Sosyal medya tutuklamış dünya kelimesini

Voltaire'e yakıştırılan ve son yüz yıl içinde alıntılanma rekoru kıran o meşhur "Fikirlerinize tamamen karşıyım ama bu fikirleri ifade edebilmeniz için canımı bile veririm" sözünü bizim siyasetçilerimizin hemen her biri de ömürleri boyunca en az bir kere zikretmiştir.

Zaten bu "vecize" yeri geldiğinde konuşma metinlerini süslesin diye söylenmişti. Hayata geçirilmesi, uygulamalara ilham olması, politikalarımıza zemin oluşturması vs. gerekmiyor!

Tıpkı Hz. Ömer'in "Fırat'ın kenarında kurdun kaptığı kuzu" hakkında söylediği söz gibi…

Bazen bazı konular iki ucu keskin bir kılıç biçiminde karşınıza çıkabilir. "Sevmediğimiz" kişilerin haksızlığa uğraması, "katılmadığımız" fikirlerin veya "hoşlanmadığımız" eylemlerin adil olmayan şekilde cezalandırılması… zor sınavlar hepimiz için. Çünkü yapılan haksızlığa itiraz ederken katılmadığınız fikirleri savunuyor gibi görünmek de istemeyebilirsiniz.

Ancak kendisine saygısı olan bir insanın ikiyüzlülükten de kaçınması gerekir.

Oysa biz Voltaire'e atfedilen sözü ağzımızı doldura doldura tekrarlayıp dururuz ama farklı fikirlerin uluorta dile getirilmesi hoşumuza giden bir durum değildir. Canımızı sıkan laflar edilsin diye canımızı falan da verecek değiliz tabii. O işin edebiyatı.

Tam aksine bunları söyleyenleri ve hatta söyleyebilecekleri susturmak için neredeyse canımızı veririz.

Bakın, sosyal medyada ikide bir "Falanca göz altına alınsın" diye etiketlerle linç kampanyaları düzenleniyor. Bahsedilen kişiler de çoğunlukla göz altına alınıyor. Bunların kimisi sonradan adli kontrol şartıyla bırakılıyor, kimisi de tutuklanıyor. Ardından da yargılama başlıyor.

Artık hepimizin alıştığı iktidar rutinlerinden biri: Göz altına aldırmak. Geçmişte insanlar birbirlerini mahkemeye verirlerdi. Son sözü hakimler -yetkileri çerçevesinde- söylerlerdi. Şimdi imkanı olanlar kızdıkları kişileri doğrudan göz altına aldırıyorlar, tutuklatıyorlar. Bir sosyal medya linci yetiyor "adli ön hazırlık" için.

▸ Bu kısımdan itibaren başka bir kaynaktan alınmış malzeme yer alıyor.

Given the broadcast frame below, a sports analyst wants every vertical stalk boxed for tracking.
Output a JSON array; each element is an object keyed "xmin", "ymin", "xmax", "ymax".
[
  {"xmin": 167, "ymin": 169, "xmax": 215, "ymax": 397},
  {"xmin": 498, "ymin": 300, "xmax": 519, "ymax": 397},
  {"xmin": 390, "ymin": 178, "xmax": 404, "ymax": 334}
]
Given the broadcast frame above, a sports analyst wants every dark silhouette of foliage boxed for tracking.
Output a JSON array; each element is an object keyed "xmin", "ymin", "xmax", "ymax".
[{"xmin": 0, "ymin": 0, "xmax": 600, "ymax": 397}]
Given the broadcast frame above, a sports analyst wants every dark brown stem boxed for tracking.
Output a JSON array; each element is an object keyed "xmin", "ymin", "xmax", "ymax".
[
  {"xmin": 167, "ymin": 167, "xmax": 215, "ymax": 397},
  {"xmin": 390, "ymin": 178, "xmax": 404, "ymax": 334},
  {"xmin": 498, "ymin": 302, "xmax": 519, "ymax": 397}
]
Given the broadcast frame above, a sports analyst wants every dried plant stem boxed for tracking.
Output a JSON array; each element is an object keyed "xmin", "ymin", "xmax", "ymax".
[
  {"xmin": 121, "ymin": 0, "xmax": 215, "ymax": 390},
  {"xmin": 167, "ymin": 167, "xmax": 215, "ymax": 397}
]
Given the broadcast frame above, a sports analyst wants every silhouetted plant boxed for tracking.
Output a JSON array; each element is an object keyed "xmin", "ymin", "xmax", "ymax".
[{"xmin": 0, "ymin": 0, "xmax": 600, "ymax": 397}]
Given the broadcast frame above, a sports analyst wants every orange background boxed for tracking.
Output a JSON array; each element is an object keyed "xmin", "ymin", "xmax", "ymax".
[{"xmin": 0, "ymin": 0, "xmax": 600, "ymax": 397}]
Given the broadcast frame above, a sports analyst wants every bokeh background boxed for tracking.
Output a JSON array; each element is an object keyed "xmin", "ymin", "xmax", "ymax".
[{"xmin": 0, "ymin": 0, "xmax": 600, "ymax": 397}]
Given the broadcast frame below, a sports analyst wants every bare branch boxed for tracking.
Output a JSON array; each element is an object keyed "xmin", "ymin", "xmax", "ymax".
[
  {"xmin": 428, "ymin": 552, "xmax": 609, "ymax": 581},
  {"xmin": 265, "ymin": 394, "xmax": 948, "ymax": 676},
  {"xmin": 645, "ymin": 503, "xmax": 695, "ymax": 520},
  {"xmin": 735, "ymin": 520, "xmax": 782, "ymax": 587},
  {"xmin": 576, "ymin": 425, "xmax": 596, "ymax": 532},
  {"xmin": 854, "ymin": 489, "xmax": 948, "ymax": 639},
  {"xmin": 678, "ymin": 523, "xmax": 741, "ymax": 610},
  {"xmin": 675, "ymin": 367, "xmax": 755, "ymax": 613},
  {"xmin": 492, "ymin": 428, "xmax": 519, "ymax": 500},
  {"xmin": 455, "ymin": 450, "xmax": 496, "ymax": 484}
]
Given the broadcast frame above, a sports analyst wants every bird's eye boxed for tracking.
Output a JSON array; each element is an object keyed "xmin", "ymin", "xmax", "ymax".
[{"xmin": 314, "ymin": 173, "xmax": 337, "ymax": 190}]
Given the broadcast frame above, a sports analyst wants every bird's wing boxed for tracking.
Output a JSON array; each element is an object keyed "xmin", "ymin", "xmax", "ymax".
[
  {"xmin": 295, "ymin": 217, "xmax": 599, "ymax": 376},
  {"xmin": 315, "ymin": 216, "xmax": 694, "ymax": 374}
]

Şarkıcılar, dizi senaristleri gibi aslında fikir üretimiyle fazla ilgili olmayan insanlar bile nasibini alıyor bu furyadan. "Siyasi konularda sizin de birtakım fikirleriniz olabilir tabii ama bunları ortalık yerde dile getirmenizi hoş göremeyiz" mesajı veriliyor bu insanlara da.

Daha da tuhafı, bütün bunlar ülkede bir "çözüm süreci" yürütülürken gerçekleşmeye devam ediyor.

Lafı eğip bükmeye gerek yok, buradan bakıldığında görülen manzara gayet net: "Çözüm süreci" kendi anlamıyla ve kendi iddiasıyla çelişen bir tarzda yürütülmeye çalışılıyor.

Millet kendisine sunulan "çözüm" projesinin gerçekleşmesi adına fedakârlık yapıyor, birçok şeye tahammül gösteriyor ama siyaset bildiğini okumaya devam ediyor.

Biz millet olarak dağdaki eli kanlı teröristlerin bile affedilmesine ses çıkarmaktan "Barış uğruna" imtina ediyoruz ama bu süreçte iktidarın izlediği siyasete "dil uzatanların" gözünün yaşına bakılmıyor.